Local firefighters share best tips to build safe fire pit
With summer fast approaching and some residents looking for a place to put a new fire pit, firefighters across the region want you to be aware of where you put one.
Each township will have different bylaws dictating where a fire pit can be and what it is made out of. In Madawaska Valley, fire pits can be no larger than the standard two feet by two feet (60 CM by 60 CM). A fire pit should be made of either stone, brick or a metal bowl or ring. No vegetation or flammable materials should be within one meter’s distance of the pit. While not mandated by a by-law, Madawaska Valley Fire Department recommends covering this area with dirt, gravel, stone or brick. Fire pits are not allowed within the village of Barry’s Bay. However, some other fire departments, like the Killaloe Fire Department, will have different regulations, like having fire pits 30 meters away from woodlands or being 3 meters away from flammable materials. Each township has its own specific set of regulations around how to build your fire pit.

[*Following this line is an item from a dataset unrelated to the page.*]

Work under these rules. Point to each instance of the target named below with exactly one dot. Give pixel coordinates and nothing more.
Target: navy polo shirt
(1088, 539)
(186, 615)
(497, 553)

Orshy Bartlett, a volunteer firefighter with the Killaloe Fire Department, says aside from the regulations each township has, fire pits can vary depending on how much time, effort and money you want to put into it. Bartlett says metal bins or large tire rims are some of the easiest fire pits to make, as they are perfect for keeping your fire at the suggested 2×2 feet guideline. She suggests digging a pit in your preferred location that is 6-10 inches deep and filling it with sand or gravel. Bartlett prefers sand, as this works as a better barrier against any vegetation that might catch fire underground. She also recommends having some kind of drainage in your fire pit for when it rains. While many things can be used to line your fire pit, Bartlett says that fire-resistant stone is the best option, although it can be expensive. She cautions against using concrete for anything long-term, as the heat will eventually break it apart. Above all, Bartlett urges residents to make their fire pit permanent and not portable, as someone may move it away from a safe location to one that may pose a fire risk.